After the tracks, we went back to the town.[a small dust devil on the road ahead of us]An odd building on the edge of the oasis: some sort of beehive house. There are a couple of villages of beehive adobe houses in Syria, but I didn't have time to go see them. Check out beehive houses on Google and you'll get all sorts of cool pictures. We went into the oasis and sat for a while in one of his uncles' garden.Ali and I made plans to meet later to have dinner at his friend's home, and he dropped me off in front of the Temple Of Bel, which is said to have been one of the most important religious structures in the 1st Century.I checked out the temple in a short time. It was only open for another 15 more minutes. Even though there was only a short time left, I still had to pay. That's okay. There isn't really that much within the walls. Only one main structure. I think some of the wall surrounding the structure were not quite put together the way they originally were. It seems they used some fallen pillars in the walls as there are sections of circular stone.Looks strange and out of place. There were 4 young Syrian police (or army?) men looking around the temple as well. When I went out (when everyone was kicked out), they approached me to say hi and they wanted a picture with me. Each one wanted a picture with me. LOL.They took turns and then said bye. I was walking away towards the main ruins and they ran after me again and said they wanted one more picture, with the ruins. Funny. I suppose I'm used to having people ask to take pictures with me from living in Korea and from traveling. It doesn't seem unusual to me. Only a tad funny.[Walking towards the entrance to the Grand Colonnade from Temple of Bel]

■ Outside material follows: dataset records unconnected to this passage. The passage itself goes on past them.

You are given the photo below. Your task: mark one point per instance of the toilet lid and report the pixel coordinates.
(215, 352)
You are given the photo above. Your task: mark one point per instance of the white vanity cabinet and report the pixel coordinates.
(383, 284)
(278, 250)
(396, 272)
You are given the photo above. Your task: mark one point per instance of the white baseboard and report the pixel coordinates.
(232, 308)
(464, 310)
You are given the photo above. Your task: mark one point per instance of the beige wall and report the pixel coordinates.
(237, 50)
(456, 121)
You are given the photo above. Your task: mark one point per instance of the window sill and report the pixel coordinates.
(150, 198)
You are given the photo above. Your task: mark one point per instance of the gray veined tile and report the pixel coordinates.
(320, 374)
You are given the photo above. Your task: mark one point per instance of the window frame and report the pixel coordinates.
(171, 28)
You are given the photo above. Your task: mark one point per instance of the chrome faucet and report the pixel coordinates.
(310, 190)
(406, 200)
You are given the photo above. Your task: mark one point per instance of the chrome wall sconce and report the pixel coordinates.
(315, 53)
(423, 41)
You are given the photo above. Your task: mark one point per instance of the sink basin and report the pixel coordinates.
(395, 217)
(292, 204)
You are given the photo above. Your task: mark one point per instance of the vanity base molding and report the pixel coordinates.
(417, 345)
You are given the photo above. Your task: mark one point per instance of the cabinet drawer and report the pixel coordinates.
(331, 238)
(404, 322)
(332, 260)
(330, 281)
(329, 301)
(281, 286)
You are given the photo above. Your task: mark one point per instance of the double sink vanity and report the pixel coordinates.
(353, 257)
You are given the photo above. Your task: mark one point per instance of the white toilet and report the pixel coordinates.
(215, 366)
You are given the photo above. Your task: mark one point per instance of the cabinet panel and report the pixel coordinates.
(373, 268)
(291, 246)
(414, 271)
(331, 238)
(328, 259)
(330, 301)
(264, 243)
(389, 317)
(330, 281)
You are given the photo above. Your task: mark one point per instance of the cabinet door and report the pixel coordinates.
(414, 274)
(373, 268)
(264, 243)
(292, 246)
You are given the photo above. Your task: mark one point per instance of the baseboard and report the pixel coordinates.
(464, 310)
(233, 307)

While I waited for Ali, I went back to the hotel for a while and then went out to walk a little. I didn't walk far as I decided to check out a little shop. As soon as you walk into a shop there (or in many places around Syria, really), you are invited for tea. The guy was very interesting to talk to and had some suggestions for places to travel and how to get places (though a bit too expensive for me on this trip). As soon as I finished my small glass of tea, he refilled it. A couple of times. That is how it works here. I wonder if by the time I return home I'll be sick of tea?? And they put a lot of sugar in it.

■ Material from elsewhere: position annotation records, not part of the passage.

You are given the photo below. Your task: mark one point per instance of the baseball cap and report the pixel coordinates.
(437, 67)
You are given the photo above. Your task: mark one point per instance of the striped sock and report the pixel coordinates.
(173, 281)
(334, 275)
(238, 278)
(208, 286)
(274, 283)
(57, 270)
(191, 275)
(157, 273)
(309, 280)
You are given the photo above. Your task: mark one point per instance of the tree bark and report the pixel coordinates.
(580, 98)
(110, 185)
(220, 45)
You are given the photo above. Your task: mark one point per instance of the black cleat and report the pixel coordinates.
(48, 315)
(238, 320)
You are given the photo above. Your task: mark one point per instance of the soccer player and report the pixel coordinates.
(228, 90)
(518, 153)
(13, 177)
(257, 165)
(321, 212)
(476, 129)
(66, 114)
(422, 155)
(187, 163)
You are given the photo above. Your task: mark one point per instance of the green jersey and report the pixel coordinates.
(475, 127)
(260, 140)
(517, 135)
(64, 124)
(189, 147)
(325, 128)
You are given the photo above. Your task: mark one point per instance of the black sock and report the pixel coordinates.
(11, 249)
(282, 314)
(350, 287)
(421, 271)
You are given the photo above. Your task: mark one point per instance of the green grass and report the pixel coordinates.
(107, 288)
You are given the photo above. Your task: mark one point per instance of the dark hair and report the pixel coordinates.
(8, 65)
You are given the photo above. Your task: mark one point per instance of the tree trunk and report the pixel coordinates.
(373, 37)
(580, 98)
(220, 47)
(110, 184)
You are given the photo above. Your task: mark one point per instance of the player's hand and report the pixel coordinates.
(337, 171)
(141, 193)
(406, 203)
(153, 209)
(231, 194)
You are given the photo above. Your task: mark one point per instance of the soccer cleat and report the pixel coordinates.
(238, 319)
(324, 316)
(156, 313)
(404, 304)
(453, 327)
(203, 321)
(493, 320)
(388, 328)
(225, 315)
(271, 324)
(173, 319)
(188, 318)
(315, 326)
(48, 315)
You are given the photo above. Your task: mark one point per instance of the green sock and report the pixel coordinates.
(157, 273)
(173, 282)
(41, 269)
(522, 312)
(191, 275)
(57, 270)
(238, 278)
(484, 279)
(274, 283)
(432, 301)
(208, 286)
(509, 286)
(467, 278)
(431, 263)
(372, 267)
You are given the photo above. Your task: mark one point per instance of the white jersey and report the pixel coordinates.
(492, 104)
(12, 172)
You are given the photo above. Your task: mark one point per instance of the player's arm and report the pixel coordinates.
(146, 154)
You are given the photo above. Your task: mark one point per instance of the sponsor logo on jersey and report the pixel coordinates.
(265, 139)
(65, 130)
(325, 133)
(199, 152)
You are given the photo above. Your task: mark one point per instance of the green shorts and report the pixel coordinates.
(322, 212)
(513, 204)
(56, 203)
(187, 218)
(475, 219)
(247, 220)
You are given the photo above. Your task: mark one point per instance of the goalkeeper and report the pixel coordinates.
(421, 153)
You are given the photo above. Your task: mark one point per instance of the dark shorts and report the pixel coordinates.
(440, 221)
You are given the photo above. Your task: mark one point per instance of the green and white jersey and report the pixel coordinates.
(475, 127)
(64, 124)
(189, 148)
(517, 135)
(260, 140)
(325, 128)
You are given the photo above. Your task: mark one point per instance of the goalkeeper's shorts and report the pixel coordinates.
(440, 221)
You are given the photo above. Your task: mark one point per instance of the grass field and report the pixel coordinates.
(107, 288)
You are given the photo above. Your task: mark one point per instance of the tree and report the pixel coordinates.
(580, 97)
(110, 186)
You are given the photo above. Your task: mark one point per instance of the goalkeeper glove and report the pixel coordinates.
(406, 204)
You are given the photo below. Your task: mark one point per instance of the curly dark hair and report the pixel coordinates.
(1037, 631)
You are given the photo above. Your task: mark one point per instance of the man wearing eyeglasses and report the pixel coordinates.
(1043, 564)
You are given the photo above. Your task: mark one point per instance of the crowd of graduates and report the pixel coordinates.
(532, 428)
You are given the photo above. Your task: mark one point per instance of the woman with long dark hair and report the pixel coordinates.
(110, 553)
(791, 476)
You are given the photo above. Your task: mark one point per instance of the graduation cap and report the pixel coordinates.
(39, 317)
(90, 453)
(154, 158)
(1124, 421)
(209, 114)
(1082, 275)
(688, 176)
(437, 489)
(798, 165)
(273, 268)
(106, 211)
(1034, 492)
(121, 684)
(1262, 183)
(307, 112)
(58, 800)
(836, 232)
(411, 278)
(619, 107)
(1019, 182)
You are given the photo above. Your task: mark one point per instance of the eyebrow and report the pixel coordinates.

When it was time to meet Ali, he picked me up on his motorcycle and we headed out into the maze of the oasis to his friend's little home. His friend came with a huge platter. On it was a smaller, but still huge platter with a mountain of seasoned rice, topped with chicken and carrots and tomatoes. On the side there were dishes of salad and bowls of yogurt (unsweetened) for each of us - Me, Ali, his friend, his friend's brothers, one of whom was only 5 (?). It was soo good! That, of course, was followed by tea.
After eating and having tea, I went back to the hotel to head to bed. It was a long day and we had a plan to meet at 5 AM for another sunrise.